Miwa memaparkan, penelitiannya menggunakan pendekatan kualitatif fenomenologi dengan metode pengumpulan data berupa wawancara mendalam terhadap 11 partisipan pasangan tanpa anak yang telah menikah minimal selama 3 tahun.  Hasil wawancara dianalisis dengan menggunakan Interpretative Phenomenology Analysis (IPA) yang menghasilkan delapan tema, yaitu pengalaman positif, pengalaman negatif, relasi dengan pasangan, relasi dengan lingkungan sosial, relasi dengan Tuhan, konflik, penerimaan dan penilaian pada perkawinan.

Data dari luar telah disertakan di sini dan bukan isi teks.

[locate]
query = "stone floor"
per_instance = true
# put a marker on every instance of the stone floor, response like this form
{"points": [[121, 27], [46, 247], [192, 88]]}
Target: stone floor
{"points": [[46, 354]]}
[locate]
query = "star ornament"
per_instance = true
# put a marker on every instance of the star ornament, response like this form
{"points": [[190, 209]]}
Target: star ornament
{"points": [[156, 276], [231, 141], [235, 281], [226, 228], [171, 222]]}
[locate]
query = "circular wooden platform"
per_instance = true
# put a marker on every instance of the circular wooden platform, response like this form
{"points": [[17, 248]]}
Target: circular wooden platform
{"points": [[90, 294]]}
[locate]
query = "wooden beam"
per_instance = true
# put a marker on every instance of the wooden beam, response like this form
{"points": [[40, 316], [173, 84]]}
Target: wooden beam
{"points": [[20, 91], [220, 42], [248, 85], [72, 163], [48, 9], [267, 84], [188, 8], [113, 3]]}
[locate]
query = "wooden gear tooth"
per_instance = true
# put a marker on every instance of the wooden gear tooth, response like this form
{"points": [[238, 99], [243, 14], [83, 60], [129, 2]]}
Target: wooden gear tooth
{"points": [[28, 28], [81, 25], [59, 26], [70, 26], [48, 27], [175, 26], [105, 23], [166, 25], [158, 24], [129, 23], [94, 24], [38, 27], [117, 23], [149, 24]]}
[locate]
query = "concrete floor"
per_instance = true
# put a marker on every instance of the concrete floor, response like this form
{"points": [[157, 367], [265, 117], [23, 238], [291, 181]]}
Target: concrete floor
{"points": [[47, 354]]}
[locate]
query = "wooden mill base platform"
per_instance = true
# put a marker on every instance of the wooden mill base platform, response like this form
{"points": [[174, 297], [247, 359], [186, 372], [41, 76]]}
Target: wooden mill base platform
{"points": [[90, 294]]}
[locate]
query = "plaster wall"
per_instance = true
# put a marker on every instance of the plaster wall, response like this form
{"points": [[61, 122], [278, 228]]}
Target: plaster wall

Penelitian ini memiliki implikasi teoritis terhadap upaya memahami adanya perubahan cara pandang terhadap perkawinan di Indonesia sehingga dapat memberikan kontribusi bagi penelitian lebih lanjut terkait dengan perubahan perkawinan sebagai institusi sosial. Meskipun kehadiran anak tetap dianggap sebagai satu hal yang penting, bukan lagi menjadi tujuan utama dari perkawinan.

Sidang Terbuka Promosi Doktor Miwa Patnani, bersama Promotor dan Ko-promotor
Sidang Terbuka Promosi Doktor Miwa Patnani, bersama Promotor dan Ko-promotor

Pasangan menikah lebih menekankan pada kualitas hubungan yang memuaskan dan memberikan kebahagiaan bagi diri sendiri dan pasangannya, dibanding memenuhi harapan sosial. Secara praktis penelitian ini berimplikasi pada peningkatan kualitas hidup pasangan yang tidak memiliki anak dengan lebih fokus pada manfaat (reward) yang dimiliki, terutama terkait dengan kondisi finansial yang memuaskan, kebebasan, dan relasi yang dekat dengan pasangan, serta dukungan dari lingkungan sosial terdekatnya.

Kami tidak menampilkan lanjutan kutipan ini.